A minor post on a major offense.
I was browsing through various books during the ALA Midwinter exhibits–specifically (but not exclusively) books related to librarianship and my areas of interest.
At one booth, I ran into a book that I’d heard about when it was being written but hadn’t seen “in the binding.” It’s not new. The author and title aren’t terribly relevant; neither is the publisher.
I opened it to a discussion of a social topic that I do care about (involving the breadth of intellectual freedom and freedom of speech in the U.S.). And there, at the beginning of a paragraph, was a sentence that begin (possibly paraphrased):
“No sane person could believe X”
where “X” is something I firmly believe.
I closed the book, offered the author–who I’ve been acquainted with, knowing our opinions don’t always match but thinking he (of course it was a he) had interesting perspectives–a one-fingered salute in absentia, and walked away.

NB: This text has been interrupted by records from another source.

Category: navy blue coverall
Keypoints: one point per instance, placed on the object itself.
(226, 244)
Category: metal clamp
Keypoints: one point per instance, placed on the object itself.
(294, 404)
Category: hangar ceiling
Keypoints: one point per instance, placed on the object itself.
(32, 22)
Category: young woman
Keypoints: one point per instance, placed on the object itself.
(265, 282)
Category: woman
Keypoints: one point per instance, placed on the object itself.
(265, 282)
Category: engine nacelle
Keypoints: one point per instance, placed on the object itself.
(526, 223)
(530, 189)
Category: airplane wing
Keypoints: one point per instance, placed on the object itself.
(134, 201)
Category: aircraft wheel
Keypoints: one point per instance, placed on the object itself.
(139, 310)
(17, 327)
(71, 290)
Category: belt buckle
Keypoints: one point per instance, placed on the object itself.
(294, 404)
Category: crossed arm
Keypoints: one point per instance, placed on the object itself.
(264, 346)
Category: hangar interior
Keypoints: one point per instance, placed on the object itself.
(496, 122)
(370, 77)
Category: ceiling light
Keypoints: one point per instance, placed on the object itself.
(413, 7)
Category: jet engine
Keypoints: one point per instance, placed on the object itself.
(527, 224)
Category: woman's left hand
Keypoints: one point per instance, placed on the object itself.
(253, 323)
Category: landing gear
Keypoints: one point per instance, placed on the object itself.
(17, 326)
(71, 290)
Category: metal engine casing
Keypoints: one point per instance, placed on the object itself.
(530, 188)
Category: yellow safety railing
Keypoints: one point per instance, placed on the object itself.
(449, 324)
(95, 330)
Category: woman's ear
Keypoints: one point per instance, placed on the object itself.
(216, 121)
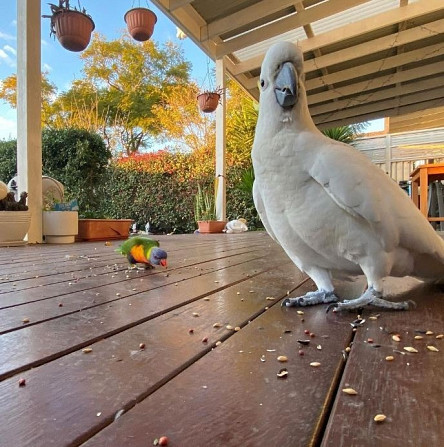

I did read just enough context to be sure the author wasn’t quoting someone else or setting up a strawman. Nope–the author called me insane. Not to my face, not by name, but the author explicitly called me insane.
Call me irritable if you wish, but I don’t see any reason to continue reading something like that. If the author was actually trying to change any minds through reasoned argument, he lost his chance. I suspect that sort of thing happens a fair amount. I find it puzzling, but what do I know? (I know that I now consider this person a former acquaintance.)